In this tutorial, you will build a practical deployment pattern for PAWs with Microsoft Entra PIM. You will prepare the access model, configure PIM role activation, require admin work from compliant PAWs, and validate that your normal workstation cannot perform the same privileged actions.
[!NOTE]This guide focuses on Microsoft Entra ID, Microsoft Entra PIM, Intune-managed Windows PAWs, and Conditional Access. You can adapt the same model for hybrid Active Directory administration, but do not skip separate admin accounts and device hardening.
Before You Begin
To follow along, you will need:
-
A Microsoft Entra tenant with Microsoft Entra PIM available. Microsoft documents PIM as a Microsoft Entra ID Governance capability for managing, controlling, and monitoring privileged access to Microsoft Entra ID, Azure, and Microsoft Online Services.
-
Permission to configure PIM role settings and Conditional Access policies.
-
Microsoft Intune or another management path that can mark PAW devices as compliant.
-
At least one Windows device dedicated to privileged administration.
-
A separate administrator account for each human administrator.
Microsoft’s privileged access guidance separates normal productivity devices from specialized and privileged access workstations. PAWs should not be used for general web browsing, email, or productivity work because those activities increase the attack surface of the device used for privileged sessions.
Related Microsoft references:
Build the PAW Access Model
Before clicking through portals, decide what you want the system to enforce.
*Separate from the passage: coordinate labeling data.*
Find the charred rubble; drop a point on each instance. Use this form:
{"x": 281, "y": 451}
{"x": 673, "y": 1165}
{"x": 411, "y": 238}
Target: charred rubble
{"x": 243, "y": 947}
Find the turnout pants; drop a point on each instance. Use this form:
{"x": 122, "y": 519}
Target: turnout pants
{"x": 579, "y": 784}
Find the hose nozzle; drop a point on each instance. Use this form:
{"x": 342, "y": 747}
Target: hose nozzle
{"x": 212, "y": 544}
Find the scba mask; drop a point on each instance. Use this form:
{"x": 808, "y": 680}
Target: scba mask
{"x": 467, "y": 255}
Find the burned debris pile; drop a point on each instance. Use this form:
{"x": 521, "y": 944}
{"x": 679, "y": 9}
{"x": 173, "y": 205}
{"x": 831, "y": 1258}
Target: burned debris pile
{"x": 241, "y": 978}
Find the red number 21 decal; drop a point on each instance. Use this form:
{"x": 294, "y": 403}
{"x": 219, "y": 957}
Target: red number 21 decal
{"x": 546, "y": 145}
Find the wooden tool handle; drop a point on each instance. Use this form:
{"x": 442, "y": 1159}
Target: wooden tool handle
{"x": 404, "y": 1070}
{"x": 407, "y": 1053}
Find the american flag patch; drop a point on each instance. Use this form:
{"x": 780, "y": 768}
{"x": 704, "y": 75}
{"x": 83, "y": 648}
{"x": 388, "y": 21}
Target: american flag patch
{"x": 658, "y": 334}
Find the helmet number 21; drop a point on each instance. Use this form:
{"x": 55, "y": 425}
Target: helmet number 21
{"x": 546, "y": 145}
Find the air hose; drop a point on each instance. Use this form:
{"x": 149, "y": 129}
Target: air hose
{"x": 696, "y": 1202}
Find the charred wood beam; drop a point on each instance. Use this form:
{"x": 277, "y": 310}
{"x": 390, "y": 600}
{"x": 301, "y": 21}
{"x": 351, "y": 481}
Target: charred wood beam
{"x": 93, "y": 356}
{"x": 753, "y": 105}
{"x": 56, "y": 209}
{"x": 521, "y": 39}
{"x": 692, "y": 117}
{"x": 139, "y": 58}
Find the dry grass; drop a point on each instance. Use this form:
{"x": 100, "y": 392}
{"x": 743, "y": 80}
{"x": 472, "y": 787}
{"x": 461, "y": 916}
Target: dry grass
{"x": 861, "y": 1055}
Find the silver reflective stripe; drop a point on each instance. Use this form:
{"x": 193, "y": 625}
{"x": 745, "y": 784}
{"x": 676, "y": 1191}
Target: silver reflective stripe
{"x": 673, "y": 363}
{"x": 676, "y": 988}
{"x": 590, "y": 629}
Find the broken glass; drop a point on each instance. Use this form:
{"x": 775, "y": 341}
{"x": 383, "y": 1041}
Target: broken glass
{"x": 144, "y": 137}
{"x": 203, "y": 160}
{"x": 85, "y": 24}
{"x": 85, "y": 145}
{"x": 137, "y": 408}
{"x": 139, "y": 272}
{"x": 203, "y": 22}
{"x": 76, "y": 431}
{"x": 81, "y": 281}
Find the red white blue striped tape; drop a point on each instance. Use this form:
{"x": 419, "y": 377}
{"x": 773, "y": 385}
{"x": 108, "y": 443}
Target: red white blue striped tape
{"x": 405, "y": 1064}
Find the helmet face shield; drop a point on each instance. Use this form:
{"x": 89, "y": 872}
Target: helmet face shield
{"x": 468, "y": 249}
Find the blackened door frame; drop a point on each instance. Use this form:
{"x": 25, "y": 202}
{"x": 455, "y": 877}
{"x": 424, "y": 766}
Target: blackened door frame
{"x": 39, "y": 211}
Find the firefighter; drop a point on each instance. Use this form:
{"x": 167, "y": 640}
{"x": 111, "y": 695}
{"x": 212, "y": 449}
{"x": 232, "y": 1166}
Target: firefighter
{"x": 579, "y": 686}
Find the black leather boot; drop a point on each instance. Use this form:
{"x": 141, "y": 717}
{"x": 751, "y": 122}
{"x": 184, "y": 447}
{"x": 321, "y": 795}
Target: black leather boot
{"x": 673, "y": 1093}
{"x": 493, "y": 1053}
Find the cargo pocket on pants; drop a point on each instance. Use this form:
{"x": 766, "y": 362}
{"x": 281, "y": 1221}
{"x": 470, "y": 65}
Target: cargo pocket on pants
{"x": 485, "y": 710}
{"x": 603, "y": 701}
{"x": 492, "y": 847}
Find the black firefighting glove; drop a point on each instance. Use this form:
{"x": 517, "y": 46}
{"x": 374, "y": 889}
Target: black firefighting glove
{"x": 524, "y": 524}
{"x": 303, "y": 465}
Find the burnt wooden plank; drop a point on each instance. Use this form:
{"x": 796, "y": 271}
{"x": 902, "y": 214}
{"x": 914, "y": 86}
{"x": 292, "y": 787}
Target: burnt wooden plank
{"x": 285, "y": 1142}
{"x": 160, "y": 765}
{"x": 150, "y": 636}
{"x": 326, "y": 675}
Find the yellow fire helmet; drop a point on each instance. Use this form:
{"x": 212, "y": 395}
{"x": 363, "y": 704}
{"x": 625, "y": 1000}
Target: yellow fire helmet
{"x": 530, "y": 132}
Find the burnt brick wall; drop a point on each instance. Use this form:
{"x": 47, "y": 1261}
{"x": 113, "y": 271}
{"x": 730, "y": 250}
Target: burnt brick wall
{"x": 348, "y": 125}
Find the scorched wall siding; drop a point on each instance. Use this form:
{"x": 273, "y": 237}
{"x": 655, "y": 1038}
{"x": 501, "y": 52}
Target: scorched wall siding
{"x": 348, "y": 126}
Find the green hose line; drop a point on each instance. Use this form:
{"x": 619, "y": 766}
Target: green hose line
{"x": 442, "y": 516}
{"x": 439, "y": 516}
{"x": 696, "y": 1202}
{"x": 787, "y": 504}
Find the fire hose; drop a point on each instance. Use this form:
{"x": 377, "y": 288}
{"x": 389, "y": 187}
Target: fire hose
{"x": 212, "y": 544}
A clean PAW deployment has three separate pieces:
-
A separate admin identity — The user signs in to normal productivity apps with a standard account and performs privileged work with a dedicated admin account.
-
A hardened admin device — The admin account signs in only from a managed PAW that meets your security baseline.
-
Just-in-time role activation — PIM grants privileged roles only after activation requirements such as MFA, justification, approval, and time limits.
Think of this as a simple rule:
Privileged roles should activate only for the right identity, from the right device, for the right amount of time.
Do not start by assigning permanent Global Administrator access to your PAW admins. Instead, make those accounts eligible for the least-privileged Microsoft Entra roles they need. Microsoft documents eligible assignments as assignments that require a user to perform one or more actions before using the role.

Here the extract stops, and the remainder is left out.